40.BÖLÜM

1K 99 15
                                    

"Peki nerede yaşayacağız?"

Zeynep bir eli Mert'in saçlarında diğer eli avuçlarının arasında oturduğu koltukta başını dizlerine koyan adamın gözlerine bakıyordu. Üzerinde hala sevgilisinin uzun tişörtü ve üşümemesi için verdiği ve paçalarını yaklaşık dört tur kıvırdığı eşofmanı vardı.

Mert duyduğu soru karşısında omuz silkti. Yaşayacağı yer fark eder miydi yanında Zeynep olduktan sonra?

"Bilmem... Sen nereyi istersen. Senin evin, benim evim, yada bambaşka yeni bir ev."

Zeynep bir süre düşündü. Evini çok seviyordu. Ama orda ruhunu darlayan geçmişin hüzünlerini ortaya döken şeyler vardı. Mert'in duvar boyunca uzanan camlara sahip ferah evi onu ilk geldiği günden beri çok huzurlu hissettirmişti.

"Burada yaşamak ister misin?"

Mert içtenlikle gülümserken avucunun içinde tuttuğu eli dudaklarına götürüp bastırdı. Herşey Zeynep'in istediği gibi olmalıydı. O mutluysa Mert'ten daha mutlusu yoktu dünyada.

"Sen mutlu ol yeter ki. Nasıl istersen öyle yapalım."

Zeynepin genç adamın saçlarında gezinen parmakları dağınık dalgalara dokuyor ve minik bukleler yapmaya çalışıyor bir tanesini yapınca diğerine geçiyor kısa süre sonra asi saçları yeniden eski halini alınca kıkırdıyor ve tekrar aynı işe koyuluyordu. Burada saatlerce hatta günlerce hiç sıkılmadan bıkmadan oturabilirdi. Sevdiği adamın başı dizlerinde kalbinde derin bir huzur duygusuyla arkasına yaslandı.

Bir süre hiç konuşmadılar. Zeynep Mert'in saçlarını Mert Zeynep'in elini okşuyor ara sıra dudaklarına götürüyor içine yayılan sıcaklıkla tarifi zor bir mutluluk duyuyordu. Sessizliği bozan Mert oldu.

"Ne düşünüyorsun?"

Zeynep dudağını büzüp omuzlarını kaldırdı. Kendisi bile ne düşündüğünü ne düşüneceğini bilmiyordu. Biraz zorlayınca aslında en büyük sıkıntı duyduğu şey üzerinde odaklandığını fark etti. Ama bunu Mert'e itiraf etmek istemedi.
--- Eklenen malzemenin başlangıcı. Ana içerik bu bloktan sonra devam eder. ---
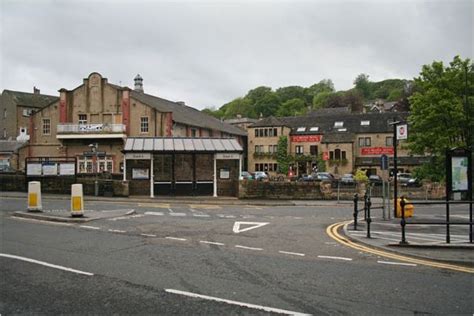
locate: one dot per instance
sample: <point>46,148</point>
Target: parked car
<point>375,180</point>
<point>347,179</point>
<point>245,175</point>
<point>260,175</point>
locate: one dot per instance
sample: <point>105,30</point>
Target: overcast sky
<point>207,53</point>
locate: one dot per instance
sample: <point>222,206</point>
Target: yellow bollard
<point>34,196</point>
<point>77,200</point>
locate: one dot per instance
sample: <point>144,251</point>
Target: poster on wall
<point>66,169</point>
<point>224,174</point>
<point>140,173</point>
<point>50,169</point>
<point>459,173</point>
<point>33,169</point>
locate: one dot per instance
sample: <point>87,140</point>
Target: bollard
<point>368,219</point>
<point>403,222</point>
<point>34,196</point>
<point>77,200</point>
<point>356,199</point>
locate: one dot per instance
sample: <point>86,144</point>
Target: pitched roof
<point>186,115</point>
<point>31,99</point>
<point>181,144</point>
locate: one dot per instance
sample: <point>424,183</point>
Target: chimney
<point>138,83</point>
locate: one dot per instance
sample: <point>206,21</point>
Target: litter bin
<point>409,208</point>
<point>108,188</point>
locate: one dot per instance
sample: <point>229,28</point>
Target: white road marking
<point>148,235</point>
<point>175,238</point>
<point>292,253</point>
<point>45,264</point>
<point>117,231</point>
<point>236,229</point>
<point>249,248</point>
<point>154,213</point>
<point>211,243</point>
<point>221,300</point>
<point>398,263</point>
<point>336,258</point>
<point>89,227</point>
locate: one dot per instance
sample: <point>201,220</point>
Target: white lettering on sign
<point>227,156</point>
<point>137,156</point>
<point>236,229</point>
<point>402,132</point>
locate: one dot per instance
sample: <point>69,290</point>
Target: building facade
<point>345,142</point>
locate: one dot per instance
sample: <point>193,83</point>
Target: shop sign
<point>227,156</point>
<point>376,151</point>
<point>137,156</point>
<point>306,138</point>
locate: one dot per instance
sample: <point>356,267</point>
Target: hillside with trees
<point>296,100</point>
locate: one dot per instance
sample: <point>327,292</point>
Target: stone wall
<point>284,190</point>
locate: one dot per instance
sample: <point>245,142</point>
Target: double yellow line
<point>332,231</point>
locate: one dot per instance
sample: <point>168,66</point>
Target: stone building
<point>345,142</point>
<point>92,122</point>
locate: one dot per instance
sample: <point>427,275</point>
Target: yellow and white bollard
<point>34,196</point>
<point>77,200</point>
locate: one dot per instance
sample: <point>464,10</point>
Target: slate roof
<point>181,144</point>
<point>30,99</point>
<point>186,115</point>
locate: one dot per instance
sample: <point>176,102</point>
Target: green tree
<point>442,110</point>
<point>362,84</point>
<point>283,159</point>
<point>292,107</point>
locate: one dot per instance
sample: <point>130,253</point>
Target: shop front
<point>182,166</point>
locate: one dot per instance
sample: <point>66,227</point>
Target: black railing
<point>446,222</point>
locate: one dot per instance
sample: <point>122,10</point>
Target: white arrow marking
<point>237,229</point>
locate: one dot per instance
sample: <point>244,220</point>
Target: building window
<point>82,119</point>
<point>144,124</point>
<point>46,127</point>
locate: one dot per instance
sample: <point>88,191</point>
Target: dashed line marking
<point>117,231</point>
<point>221,300</point>
<point>292,253</point>
<point>211,243</point>
<point>154,213</point>
<point>398,263</point>
<point>89,227</point>
<point>148,235</point>
<point>335,258</point>
<point>176,238</point>
<point>248,248</point>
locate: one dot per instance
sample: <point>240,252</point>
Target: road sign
<point>384,162</point>
<point>402,131</point>
<point>236,229</point>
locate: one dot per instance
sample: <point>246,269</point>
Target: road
<point>158,261</point>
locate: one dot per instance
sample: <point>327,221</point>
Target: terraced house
<point>92,122</point>
<point>345,142</point>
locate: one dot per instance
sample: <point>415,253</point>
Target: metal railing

Tekrar omuz silkip söylendi.

"Bilmem..."

Mert dizlerinden doğrulup yüzüne baktığında gözlerini kaçırmakla yetindi. İyice yüzüne yaklaşan genç adamın omuzlarına ellerini koyup itekledi.

"Yapma..."

"Benden bir şey saklamanı istemiyorum. Zaten yüzün her şeyi ele veriyor."

Zeynep yanaklarını havayla doldurup gözlerini pörtletirken Mert'in suratına baktı. Mert önce gülmemek için direndi ama kısa bir süre sonra kahkahalara boğuldu. Daha fazla dayanamayan Zeynep onun hemen ardından katılırken buldu kendini.

Mert Zeynep'i göğsüne bastırıp sıkıca sararken güven veren bir tonla konuştu.

"Hiç bir şeyi, hiç kimseyi kafana takmayacaksın. Ne derler, nasıl haberler çıkar demeyeceksin. Sadece yanımda dur ve elimi tut."

Zeynep bir fısıltı halini alan sesiyle itiraf etti.

"Korkuyorum."

"Korkma."

Mert artık buyurgandı. Şu an yaşadığı mutluluğa gölge düşürecek hiç bir şeyi kabul etmiyordu.

"Korkma... Sadece yanımda dur. Elimi tut. Ne söylerlerse söylesinler, ne yazarlarsa yazsınlar umurunda olmasın. En fazla bir ay sonra unutulacak şeyleri kendine sıkıntı yapma."

Zeynep olumlu anlamda başını sallarken Mert'in sıcak nefesini boynunda hissetti. Gözleri istemsizce kapanırken derin bir solukla doldurdu ciğerlerini. Adamın dudakları boynuna değdiğinde bütün olumsuz düşünceler yavaş yavaş silinip gitti.